By Scott Ross
JFK made an almost infinitely greater amount of money and received far more press, but Nixon is, to my eyes and ears, Oliver Stone’s masterpiece: A sharp, sprawling, shockingly fulsome character portrait of Shakespearean depth and tragic overtone. Stone and his co-scenarists, Stephen J. Rivele and Christopher Wilkinson, offer a remarkably supple and surprisingly sympathetic characterization of the 20th century’s American Richard III, evoking a strange pity even in those, like this writer, who despise our 38th President in nearly every way. Stone and his collaborators are abetted enormously by the central performance by Anthony Hopkins, which is remarkable on any number of levels, not the least of which is his intelligent eschewing of either direct imitation or prosthetics. Joan Allen gives a transcendent performance as Pat Nixon, and Mary Steenburgen’s steely presence as Nixon’s immovable mother Hannah gives you a stunning understanding of just how searing it must have been to the man’s psyche to have that women — and whom he repeatedly, and one feels, reflexively and guiltily, referred to as “a saint” — for a mother. The supporting cast is uniformly splendid: David Hyde Pierce as John Dean, Paul Sorvino as Kissinger, Madeline Kahn as Martha Mitchell, Ed Harris as E. Howard Hunt, Bob Hoskins as J. Edgar Hoover, and especially James Woods as H.R. Haldeman.

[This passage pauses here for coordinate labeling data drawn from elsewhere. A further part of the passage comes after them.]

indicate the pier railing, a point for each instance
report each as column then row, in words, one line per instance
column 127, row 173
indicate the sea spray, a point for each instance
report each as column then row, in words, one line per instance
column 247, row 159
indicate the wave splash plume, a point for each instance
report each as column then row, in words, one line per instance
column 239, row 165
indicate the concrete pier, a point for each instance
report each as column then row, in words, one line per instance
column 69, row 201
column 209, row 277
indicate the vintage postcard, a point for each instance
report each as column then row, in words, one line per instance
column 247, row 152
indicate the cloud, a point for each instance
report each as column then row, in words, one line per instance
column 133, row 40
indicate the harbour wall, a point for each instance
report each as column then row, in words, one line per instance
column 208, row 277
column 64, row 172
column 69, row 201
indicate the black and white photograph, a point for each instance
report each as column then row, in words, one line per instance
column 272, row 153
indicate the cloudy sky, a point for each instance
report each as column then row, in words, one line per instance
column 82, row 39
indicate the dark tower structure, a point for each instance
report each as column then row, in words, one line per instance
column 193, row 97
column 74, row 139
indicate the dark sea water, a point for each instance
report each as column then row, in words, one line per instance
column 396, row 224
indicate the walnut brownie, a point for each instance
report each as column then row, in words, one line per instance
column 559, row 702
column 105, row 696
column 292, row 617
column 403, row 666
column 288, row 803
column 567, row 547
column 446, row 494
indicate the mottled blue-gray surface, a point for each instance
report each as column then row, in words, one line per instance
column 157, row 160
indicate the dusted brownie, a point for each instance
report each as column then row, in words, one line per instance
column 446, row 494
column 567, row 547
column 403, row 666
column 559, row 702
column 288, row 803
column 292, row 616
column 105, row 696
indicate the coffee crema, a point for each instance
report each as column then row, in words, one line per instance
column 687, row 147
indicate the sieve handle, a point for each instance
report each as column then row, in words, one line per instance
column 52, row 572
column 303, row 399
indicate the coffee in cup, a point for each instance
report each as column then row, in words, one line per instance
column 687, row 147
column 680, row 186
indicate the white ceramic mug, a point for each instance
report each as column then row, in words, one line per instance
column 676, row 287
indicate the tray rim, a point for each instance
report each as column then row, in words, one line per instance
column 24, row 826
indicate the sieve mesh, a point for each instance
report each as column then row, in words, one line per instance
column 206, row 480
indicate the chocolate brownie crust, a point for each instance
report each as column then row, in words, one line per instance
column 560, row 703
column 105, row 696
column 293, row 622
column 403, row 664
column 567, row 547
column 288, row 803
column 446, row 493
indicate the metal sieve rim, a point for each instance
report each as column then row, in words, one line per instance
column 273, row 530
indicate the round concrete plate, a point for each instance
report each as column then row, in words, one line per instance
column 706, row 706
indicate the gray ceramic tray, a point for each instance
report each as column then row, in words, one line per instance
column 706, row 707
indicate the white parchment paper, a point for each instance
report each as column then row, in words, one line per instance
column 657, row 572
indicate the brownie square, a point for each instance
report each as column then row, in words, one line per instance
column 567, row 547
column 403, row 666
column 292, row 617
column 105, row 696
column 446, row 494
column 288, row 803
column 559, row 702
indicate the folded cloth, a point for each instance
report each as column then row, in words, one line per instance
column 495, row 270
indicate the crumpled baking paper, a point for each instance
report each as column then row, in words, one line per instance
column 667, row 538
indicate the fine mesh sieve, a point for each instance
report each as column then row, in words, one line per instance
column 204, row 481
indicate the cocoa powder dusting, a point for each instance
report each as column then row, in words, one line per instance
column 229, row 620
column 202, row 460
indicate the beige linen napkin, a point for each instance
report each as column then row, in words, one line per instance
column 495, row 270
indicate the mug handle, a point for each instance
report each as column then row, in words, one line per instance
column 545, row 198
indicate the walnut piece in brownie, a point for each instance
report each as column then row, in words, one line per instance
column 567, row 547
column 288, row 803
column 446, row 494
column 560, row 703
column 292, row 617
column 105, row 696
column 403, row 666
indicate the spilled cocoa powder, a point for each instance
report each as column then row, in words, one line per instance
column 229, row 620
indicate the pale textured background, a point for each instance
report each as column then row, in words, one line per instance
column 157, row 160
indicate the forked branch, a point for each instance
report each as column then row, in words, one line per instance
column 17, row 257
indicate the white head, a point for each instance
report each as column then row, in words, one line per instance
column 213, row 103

Powers Boothe, E.G. Marshall, David Paymer, the late J.T. Walsh, Brian Bedford, Tony Goldwyn, Edward Herrmann, Fyvush Finkel, Larry Hagman, John Cunningham, George Plimpton and James Karen also appear.
John Williams wrote a spectacularly successful score, and the hyper-kinetic editing is by Brian Berdan and Hank Corwin. The DVD “Director’s Cut” is worth watching for a chilling sequence, unfortunately deleted from the theatrical release, between Nixon and Sam Waterson as the then-CIA director Richard Helms that makes all too clear that our Presidents serve at the pleasure of the Deep State and not, as is so often assumed, vice-versa. The only embarrassing moments are those concerning Hoskins’ Hoover, all too winkingly informed by Stone’s Monday morning political quarterbacking; if you know anything about Hoover’s circumspection, you can only roll your eyes as he cruises Marine guards at Tricia Nixon’s wedding. (These scenes also recall the unsettling homophobia of JFK, which seemed to endorse the reprehensible theory that a cabal of fags were responsible for Kennedy’s murder. Well, what can you expect of a movie that lionizes Jim Garrison?)
The box-office failure of a picture as intelligent and impassioned as Nixon brings into broad relief the difficulty of (and Hollywood’s sadly justifiable resistance to) creating smart, rigorous political movies. Americans do not like their history unless it is burnished by celebratory whitewashing, but only a fool — or a rank hypocrite —could subject Richard Milhous Nixon to cinematic hagiography.